Clarification on photos

I just found a nomination with this photo: https://lh3.googleusercontent.com/Lot4pqdQbdV0rixp3HnM_b-W-jeQqcRlpG8mN9lxBGV1U7fZpEzoBzcmBXh5GgZjO4BQB77tBgsZ4jpDNWHacy0tTvCjqund8PciziGj=s0
As you can see, there are black spaces included in the image and in the past I refused the nomination as Third party image, because I think they looks like a screenshot, but did I choose correctly?
This may be a bug and often the image itself would be good without the black spaces
Comments
They probably took the photo in landscape mode. You can use Google Lens to do an image search if you think it is a third party image. This one looks acceptable to me, but maybe your screen is higher resolution so you're seeing something I'm not.
I would not accept that photo. That is clearly a screenshot of a photo, and "including screenshots of someone else's photo" is listed under ineligible photo criteria. Using the third party photo rejection lets them know this is what it looked like.
If it were your own photo, why would you screenshot it?
That's what I tought. Is it a device problem or an app problem? I see many landscape photos without this problem.
I don't think the photo I used as example can be found on Google Lens, and that's what made me think it could be a bug. It is a good photo if you don't mind the black portions.

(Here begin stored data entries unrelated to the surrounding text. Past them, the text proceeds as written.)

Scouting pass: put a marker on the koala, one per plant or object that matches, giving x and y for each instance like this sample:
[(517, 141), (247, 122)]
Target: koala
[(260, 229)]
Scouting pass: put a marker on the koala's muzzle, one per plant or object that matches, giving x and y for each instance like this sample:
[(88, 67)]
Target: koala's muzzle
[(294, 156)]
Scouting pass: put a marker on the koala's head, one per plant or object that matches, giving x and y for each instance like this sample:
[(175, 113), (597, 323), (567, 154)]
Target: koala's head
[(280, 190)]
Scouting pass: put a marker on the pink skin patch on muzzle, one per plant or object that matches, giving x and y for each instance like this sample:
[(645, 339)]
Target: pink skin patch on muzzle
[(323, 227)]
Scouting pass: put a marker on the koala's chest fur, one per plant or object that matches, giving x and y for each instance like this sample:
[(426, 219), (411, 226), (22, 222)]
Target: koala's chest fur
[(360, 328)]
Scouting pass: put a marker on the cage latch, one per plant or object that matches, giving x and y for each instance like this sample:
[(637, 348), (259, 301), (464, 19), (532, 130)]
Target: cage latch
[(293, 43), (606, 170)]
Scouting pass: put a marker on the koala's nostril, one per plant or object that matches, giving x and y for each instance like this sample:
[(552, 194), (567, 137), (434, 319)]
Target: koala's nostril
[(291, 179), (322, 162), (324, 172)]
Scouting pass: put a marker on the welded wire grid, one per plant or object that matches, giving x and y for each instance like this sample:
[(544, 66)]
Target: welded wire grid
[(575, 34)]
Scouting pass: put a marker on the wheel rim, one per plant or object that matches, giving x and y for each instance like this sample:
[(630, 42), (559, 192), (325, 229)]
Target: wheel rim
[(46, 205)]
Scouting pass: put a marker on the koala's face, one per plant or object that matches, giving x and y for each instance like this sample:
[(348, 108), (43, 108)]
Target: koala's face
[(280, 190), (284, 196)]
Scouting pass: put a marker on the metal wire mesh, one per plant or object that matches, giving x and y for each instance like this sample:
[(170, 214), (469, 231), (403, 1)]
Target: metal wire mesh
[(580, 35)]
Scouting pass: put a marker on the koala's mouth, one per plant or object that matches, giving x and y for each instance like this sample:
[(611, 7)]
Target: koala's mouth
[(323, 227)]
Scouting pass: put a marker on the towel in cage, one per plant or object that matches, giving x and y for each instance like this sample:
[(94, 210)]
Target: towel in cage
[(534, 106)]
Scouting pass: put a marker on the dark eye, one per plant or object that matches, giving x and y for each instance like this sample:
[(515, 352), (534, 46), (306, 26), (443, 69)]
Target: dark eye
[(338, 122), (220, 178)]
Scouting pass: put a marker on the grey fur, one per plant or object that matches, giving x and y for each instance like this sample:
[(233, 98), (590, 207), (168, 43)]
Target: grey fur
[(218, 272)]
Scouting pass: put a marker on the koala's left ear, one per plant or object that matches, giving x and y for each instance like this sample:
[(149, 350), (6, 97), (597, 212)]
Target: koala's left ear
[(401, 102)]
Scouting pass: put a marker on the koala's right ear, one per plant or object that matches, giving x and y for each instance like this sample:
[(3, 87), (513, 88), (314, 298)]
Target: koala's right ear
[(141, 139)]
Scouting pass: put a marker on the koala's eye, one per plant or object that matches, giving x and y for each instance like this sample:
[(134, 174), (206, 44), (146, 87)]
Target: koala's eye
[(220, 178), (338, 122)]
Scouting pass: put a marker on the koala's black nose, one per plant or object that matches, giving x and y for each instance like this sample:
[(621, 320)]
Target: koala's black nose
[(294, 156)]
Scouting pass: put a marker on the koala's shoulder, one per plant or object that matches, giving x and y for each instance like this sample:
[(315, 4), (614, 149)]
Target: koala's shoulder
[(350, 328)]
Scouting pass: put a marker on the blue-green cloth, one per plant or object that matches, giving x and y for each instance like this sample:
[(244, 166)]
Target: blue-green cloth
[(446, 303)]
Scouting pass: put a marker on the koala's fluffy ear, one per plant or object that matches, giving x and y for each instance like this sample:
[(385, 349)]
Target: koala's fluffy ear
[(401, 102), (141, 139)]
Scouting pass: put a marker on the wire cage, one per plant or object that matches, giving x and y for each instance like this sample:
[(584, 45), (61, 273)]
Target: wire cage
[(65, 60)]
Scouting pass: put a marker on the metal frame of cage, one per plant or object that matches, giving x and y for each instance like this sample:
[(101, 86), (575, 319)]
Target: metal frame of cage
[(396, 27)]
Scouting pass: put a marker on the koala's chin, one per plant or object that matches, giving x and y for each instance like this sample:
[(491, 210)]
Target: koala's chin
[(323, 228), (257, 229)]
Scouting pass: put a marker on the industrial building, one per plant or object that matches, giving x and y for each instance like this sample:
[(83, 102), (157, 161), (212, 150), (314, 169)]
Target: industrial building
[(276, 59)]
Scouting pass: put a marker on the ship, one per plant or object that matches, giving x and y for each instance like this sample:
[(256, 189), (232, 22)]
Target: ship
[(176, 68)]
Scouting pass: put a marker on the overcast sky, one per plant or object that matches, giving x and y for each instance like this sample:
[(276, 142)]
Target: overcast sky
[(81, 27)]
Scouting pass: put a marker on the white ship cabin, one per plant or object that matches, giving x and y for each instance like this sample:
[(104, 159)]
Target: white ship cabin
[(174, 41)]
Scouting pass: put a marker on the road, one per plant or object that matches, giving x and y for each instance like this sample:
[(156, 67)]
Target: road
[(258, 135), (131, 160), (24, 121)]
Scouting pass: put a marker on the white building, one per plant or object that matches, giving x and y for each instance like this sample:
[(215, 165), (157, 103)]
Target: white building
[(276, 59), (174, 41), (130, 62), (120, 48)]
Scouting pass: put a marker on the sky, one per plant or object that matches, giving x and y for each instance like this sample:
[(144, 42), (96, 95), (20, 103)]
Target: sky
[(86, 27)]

I still don't like a photo with two black portions as wayspot image tough
I agree it would be better without the bars, but people can always do a photo edit later. Depending on the game it is used in, the bars might not even show up after it's cropped. It's hard to tell on my phone how much of that image is bars, though, so I could be wrong. As for why, device problem/user error seems most likely to me.
Why do you say it's obviously a screenshot? If OP can't find it on Google Lens, I would lean towards original photo on an old phone. What's the tip-off it's a screenshot?
Photos that are obviously manipulated are to be rejected. That's not just limited to photos where things have been inserted into the photo itself or where some sort of obvious filter has been applied. Adding artificial borders certainly falls under the "obviously manipulated" rejection criteria, too. Just because they're giant flat black borders doesn't make it an exception to the rule, nor does the possibility that they were added unintentionally by the phone's camera. This example should still be rejected.
Blatant screenshot. 1* rejection.
Why is it definitely a screenshot, though? Just the black borders, or is there something else?